The price of crawfish

A group of seafood processing workers in Breaux Bridge are suing to get rid of a loophole that allows plant owners to pay a lower "prevailing wage" because they employ some migrant workers who are on H-2B visas.  

Basically, before issuing the certification that allows companies to hire temporary workers from foreign countries – using H-2B visas – the employer needs to show that pay will not be less than the prevailing wage for local American workers. The rub, according to the lawsuit, comes in showing what the prevailing wage actually is.

The 2015 Wage Rule modified existing regulations to allow employers to use their own surveys to set the prevailing wage and that rule change impacted the conditions and pay for similarly employed U.S. workers, according to the lawsuit.

This is just one small way the rules are deliberately written to take advantage of workers the government confers a more precarious status upon to lower the standard for everyone. It's an example of how allowing any class of workers to be exploited causes everyone to suffer. The lawsuit estimates the overall effect depresses wages by as much as $5 an hour. 

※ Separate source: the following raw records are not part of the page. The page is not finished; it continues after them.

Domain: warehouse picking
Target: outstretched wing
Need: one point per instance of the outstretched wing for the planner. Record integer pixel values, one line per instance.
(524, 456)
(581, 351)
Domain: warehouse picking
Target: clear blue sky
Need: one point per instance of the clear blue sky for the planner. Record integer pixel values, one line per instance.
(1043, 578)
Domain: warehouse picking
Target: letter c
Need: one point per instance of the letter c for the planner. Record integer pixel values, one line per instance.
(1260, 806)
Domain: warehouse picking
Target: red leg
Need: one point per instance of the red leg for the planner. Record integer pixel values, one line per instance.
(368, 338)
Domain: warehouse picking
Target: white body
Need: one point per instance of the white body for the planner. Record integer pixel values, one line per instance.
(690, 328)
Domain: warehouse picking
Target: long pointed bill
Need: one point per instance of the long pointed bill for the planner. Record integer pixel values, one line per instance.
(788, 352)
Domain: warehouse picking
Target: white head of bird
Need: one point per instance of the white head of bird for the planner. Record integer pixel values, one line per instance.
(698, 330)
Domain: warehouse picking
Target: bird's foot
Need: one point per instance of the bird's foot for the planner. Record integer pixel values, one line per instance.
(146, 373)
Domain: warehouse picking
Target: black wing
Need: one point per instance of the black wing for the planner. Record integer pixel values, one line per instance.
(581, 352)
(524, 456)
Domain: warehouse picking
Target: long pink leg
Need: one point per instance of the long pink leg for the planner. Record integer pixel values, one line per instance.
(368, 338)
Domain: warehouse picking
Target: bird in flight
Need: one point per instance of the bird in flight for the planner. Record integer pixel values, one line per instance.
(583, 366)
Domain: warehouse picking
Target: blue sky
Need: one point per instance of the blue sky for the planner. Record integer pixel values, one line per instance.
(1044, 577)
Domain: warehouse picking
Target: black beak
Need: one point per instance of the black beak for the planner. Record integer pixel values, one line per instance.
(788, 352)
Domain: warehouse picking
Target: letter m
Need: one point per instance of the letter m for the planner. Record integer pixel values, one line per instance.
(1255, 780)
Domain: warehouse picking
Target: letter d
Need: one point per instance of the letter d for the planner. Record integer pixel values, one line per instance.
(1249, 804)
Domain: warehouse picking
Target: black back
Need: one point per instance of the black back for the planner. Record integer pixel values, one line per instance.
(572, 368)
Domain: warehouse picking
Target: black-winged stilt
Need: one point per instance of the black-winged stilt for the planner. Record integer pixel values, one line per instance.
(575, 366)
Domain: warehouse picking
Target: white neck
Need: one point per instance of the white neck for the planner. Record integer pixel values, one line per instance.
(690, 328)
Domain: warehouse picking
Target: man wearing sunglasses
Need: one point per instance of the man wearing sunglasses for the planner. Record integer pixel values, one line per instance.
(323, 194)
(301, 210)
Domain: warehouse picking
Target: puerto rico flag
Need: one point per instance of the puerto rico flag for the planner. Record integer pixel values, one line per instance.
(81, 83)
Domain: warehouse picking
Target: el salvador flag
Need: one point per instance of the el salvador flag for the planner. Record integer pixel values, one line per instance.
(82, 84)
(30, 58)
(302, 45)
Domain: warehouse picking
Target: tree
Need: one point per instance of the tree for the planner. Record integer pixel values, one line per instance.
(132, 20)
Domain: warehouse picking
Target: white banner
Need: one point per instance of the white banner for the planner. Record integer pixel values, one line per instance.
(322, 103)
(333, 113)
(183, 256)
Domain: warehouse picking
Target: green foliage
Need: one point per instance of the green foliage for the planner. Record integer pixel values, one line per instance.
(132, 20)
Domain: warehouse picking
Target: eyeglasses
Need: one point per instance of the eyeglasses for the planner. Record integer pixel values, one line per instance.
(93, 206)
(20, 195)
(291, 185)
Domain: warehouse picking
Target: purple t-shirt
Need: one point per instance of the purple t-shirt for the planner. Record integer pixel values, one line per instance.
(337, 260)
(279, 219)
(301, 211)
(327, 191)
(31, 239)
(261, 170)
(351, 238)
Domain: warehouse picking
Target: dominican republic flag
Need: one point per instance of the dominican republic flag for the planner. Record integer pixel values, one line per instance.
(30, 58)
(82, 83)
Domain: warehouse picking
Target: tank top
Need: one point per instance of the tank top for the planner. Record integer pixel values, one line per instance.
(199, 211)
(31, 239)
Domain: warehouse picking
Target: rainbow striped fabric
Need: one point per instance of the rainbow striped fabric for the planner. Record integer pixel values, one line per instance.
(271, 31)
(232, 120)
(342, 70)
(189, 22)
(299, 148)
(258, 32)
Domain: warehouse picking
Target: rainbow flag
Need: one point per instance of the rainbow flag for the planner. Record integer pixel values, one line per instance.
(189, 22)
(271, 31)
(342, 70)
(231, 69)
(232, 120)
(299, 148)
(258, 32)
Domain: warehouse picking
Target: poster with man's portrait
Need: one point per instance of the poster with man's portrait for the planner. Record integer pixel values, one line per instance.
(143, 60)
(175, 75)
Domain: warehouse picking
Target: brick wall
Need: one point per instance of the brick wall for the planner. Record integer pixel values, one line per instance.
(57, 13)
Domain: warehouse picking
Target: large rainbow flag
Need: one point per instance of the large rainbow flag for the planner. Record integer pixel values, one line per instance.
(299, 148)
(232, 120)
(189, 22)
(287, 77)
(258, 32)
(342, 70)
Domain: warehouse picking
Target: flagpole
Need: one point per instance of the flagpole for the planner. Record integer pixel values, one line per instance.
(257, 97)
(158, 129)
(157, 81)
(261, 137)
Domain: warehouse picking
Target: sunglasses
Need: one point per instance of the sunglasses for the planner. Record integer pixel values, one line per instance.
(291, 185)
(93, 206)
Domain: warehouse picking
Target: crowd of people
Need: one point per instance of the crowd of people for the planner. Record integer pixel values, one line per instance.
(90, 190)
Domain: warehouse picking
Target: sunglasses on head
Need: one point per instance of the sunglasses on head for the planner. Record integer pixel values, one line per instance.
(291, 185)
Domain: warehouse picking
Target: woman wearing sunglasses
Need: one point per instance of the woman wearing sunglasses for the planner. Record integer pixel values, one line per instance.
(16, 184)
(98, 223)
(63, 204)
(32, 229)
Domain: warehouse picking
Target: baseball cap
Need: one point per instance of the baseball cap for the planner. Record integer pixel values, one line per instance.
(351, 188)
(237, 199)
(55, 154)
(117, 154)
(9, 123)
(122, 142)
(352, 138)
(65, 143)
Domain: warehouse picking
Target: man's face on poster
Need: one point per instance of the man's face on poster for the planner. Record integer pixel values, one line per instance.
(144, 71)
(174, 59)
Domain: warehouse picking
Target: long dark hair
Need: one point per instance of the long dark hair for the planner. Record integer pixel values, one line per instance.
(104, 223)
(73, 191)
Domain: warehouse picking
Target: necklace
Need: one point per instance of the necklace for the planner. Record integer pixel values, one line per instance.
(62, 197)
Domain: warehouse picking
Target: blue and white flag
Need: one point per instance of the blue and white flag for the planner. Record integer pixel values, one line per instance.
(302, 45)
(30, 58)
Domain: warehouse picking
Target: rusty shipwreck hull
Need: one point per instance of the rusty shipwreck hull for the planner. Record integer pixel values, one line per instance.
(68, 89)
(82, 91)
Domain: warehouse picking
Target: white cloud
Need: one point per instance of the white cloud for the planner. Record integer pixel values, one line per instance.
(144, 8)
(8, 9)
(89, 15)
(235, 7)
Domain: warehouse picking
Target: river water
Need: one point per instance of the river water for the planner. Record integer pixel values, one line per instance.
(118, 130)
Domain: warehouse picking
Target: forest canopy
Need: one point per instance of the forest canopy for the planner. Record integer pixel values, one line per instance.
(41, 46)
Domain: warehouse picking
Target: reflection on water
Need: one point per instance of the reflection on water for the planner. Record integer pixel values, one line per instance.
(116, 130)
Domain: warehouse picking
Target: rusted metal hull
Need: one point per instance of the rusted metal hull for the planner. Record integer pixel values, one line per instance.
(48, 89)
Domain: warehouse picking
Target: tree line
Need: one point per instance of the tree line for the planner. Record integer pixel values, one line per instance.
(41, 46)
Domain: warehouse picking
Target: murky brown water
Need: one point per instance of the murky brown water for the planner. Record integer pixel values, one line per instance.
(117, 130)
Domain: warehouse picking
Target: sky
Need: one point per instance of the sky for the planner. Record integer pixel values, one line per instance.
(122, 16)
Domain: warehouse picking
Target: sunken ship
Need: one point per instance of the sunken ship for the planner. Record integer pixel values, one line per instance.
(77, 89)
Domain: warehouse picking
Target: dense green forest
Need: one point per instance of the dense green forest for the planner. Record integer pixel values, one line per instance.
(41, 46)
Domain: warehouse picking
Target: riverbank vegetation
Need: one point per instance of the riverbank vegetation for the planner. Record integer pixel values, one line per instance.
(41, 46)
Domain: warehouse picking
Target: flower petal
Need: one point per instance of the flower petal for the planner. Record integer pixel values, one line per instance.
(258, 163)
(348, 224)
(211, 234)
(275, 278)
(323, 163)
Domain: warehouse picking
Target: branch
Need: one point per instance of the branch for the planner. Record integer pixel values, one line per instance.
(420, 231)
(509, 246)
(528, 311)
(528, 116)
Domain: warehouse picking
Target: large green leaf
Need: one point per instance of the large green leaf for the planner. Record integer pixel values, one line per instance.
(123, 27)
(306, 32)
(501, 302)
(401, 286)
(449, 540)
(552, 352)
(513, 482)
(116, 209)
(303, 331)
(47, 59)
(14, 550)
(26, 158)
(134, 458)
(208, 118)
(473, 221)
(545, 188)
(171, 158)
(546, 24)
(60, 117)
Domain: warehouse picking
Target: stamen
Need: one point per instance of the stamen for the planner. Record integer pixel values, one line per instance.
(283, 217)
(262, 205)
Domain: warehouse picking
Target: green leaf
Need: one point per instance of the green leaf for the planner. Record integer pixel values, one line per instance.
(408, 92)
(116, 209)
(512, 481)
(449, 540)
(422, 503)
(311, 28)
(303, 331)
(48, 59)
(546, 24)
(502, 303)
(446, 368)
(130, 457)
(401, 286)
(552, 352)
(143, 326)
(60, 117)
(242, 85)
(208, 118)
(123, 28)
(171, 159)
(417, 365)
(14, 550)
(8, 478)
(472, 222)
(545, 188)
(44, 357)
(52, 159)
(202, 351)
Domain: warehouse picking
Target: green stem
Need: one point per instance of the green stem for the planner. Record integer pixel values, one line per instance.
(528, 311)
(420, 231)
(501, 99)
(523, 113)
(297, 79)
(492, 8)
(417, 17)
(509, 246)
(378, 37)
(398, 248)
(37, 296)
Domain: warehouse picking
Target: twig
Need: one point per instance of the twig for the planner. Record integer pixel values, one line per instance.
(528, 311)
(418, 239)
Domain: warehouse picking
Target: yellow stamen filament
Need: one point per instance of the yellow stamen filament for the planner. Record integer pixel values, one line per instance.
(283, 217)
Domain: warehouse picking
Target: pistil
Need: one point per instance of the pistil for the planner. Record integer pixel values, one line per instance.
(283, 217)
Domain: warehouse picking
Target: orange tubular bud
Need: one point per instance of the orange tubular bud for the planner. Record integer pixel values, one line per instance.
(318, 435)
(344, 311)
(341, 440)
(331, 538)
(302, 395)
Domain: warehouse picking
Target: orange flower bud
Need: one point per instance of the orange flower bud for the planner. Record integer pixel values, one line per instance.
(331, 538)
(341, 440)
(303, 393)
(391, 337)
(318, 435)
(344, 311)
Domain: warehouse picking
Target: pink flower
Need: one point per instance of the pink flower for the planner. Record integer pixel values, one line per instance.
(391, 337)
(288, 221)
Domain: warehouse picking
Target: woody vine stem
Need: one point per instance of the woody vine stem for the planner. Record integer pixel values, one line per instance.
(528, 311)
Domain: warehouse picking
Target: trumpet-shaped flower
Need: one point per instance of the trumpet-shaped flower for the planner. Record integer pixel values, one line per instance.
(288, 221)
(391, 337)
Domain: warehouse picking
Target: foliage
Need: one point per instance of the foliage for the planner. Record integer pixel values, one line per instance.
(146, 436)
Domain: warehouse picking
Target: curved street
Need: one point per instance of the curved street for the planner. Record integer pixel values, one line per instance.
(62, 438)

Of course, as we've seen before, the real costs of this system can be much higher

A BuzzFeed News investigation — based on government databases and investigative files obtained through the Freedom of Information Act, thousands of court documents, as well as more than 80 interviews with workers and employers — shows that the program condemns thousands of employees each year to exploitation and mistreatment, often in plain view of government officials charged with protecting them. All across America, H-2 guest workers complain that they have been cheated out of their wages, threatened with guns, beaten, raped, starved, and imprisoned. Some have even died on the job. Yet employers rarely face any significant consequences.